In college my love for basketball [and various other sports] continued to grow when I played on the team freshman year. After that I had to quit so I could get a job to pay for school, but what better place to work than the gym? I could still be in the sports culture, even if I wasn't playing. So I signed up to run the score board or shot clock during games and worked at the front desk on the other days.

After college I actually got into my "career field" relatively quickly after getting hired as a reporter at a small town newspaper. It wasn't my ideal writing job, but I was happy to be doing what I loved. I worked there for several years combined, moving from a reporter to a digital editor, another opportunity to try something new. And this position wasn't one that college really prepared me for [past the writing and the editing], as I picked up many of the skills on my own from using social networking sites and sitting through webinars.

Along the way I've also worked in healthcare, food service, a factory, a church, and a distribution center. Not always because I wanted to, but because sometimes I had to catch a curve and do something different. And now I'm doing something totally new: working in retail, which I actually really like. It's bringing together all the things I love about clothes and fashion [an interest I developed after college] and helping women build their self-esteem through the shopping experience.

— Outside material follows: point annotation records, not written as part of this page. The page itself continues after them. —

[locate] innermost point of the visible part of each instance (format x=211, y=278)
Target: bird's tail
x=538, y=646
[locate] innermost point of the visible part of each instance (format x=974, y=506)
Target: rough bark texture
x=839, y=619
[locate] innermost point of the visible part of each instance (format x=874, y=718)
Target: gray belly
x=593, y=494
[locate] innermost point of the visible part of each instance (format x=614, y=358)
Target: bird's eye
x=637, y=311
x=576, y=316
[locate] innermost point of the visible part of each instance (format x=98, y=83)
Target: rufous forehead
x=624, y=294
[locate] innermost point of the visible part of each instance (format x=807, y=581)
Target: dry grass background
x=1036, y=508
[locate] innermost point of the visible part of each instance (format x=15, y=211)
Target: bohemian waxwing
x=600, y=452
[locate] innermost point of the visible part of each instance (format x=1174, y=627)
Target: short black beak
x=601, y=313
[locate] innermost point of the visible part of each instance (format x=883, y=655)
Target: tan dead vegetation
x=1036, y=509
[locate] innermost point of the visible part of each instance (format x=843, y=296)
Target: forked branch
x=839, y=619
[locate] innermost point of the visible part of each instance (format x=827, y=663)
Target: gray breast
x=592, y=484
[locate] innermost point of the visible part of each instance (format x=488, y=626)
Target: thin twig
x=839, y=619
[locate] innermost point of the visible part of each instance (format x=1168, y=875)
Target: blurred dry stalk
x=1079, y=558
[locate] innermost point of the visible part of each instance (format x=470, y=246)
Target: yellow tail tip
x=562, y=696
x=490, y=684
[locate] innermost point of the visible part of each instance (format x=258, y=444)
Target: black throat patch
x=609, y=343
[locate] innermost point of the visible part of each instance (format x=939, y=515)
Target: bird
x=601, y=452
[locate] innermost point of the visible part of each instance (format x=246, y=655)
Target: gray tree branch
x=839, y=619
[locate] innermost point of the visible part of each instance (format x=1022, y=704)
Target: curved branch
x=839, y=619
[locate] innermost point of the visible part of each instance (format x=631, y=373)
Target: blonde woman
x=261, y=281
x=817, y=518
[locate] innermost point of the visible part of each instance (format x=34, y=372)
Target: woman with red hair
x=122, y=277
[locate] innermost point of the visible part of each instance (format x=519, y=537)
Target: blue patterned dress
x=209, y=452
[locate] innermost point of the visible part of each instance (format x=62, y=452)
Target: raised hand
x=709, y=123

At each job I've had, I've learned something about work and humanity. I've picked up new skills and new perspectives on life and the workforce. Would I like to be a "career girl"? Sure, some days it sounds divine. But at the same time, I wouldn't trade these experiences for anything. I've gotten to do what I've always wanted: different things, some totally outside my comfort zone. And I've built for myself a resume of time and experiences, of opportunities and connections, that I wouldn't change one bit.